EPA promotes carbon capture and sequestration for its expected ability to reduce greenhouse gas emissions, while enabling low-carbon electricity generation from power plants. The process entails capturing and compressing carbon emissions at their source, piping the gas to injection wells, and injecting the gas into geologically stable rock formations capable of holding the gas for long periods of time.
Under the federal Safe Drinking Water Act, EPA regulates most injections of waste and other materials into the ground. EPA has developed a series of programs to manage such injections, including a "Class VI" geologic sequestration program.

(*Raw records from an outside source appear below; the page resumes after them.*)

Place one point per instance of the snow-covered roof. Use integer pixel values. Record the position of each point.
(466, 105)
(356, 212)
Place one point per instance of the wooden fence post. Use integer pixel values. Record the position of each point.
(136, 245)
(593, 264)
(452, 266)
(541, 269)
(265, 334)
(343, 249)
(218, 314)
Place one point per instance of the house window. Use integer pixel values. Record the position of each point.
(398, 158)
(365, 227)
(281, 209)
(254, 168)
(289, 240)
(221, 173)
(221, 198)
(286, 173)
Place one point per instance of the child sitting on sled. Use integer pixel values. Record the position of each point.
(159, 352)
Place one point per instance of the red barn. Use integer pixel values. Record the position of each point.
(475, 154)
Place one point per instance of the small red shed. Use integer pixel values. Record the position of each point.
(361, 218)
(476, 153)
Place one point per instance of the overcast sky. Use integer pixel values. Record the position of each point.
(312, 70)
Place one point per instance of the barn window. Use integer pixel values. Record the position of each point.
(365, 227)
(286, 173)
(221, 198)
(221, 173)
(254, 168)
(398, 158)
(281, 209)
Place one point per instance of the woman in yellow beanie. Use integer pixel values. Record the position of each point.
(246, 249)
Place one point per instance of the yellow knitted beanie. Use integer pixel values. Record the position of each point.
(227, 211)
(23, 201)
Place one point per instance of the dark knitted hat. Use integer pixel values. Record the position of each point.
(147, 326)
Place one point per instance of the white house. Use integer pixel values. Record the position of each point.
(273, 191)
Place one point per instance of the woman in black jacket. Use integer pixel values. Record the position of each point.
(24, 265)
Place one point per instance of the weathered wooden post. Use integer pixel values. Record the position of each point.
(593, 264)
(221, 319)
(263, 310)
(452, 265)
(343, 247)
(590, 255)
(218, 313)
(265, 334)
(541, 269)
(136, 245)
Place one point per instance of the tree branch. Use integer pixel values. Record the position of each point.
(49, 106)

While oil producers have long injected carbon dioxide into their wells to enhance oil recovery, EPA has not previously issued any permits under its Class VI program. This lack of Class VI activity is largely because carbon capture and sequestration in the U.S. remains in its infancy, but some industry observers have expressed concerns that EPA's regulatory process is too restrictive to allow the technology to flourish. The record of permit applications shows some support for these concerns: for example, Christian County Generation, LLC of Taylorville, IL withdrew its applications for two Class VI sequestration wells for the Taylorville Energy Center on July 9, 2013, and Archer Daniels Midland's applications for Class VI permits for two injection wells to store carbon emissions from its Decatur, Illinois agricultural products and biofuel production facility have remained pending since 2011.
Carbon capture and sequestration's future may be brightening, as on March 31, 2014, EPA issued four draft Class VI permits
to FutureGen Industrial Alliance, Inc.
for its proposed FutureGen 2.0 project. The Alliance is a non-profit organization whose membership includes major coal producers, coal users, and coal equipment suppliers
, including Alpha Natural Resources, AngloAmerican, JoyGlobal Inc., Peabody Energy, and Xstrata Coal Pty. Limited. The FutureGen 2.0 project is designed to capture over 90 percent of the carbon emissions from a 168 megawatt power plant in Meredosia, Illinois, and to inject them into four nearby wells for deep geologic sequestration.
EPA's draft permits now face a public hearing on May 7 and public comments through May 15.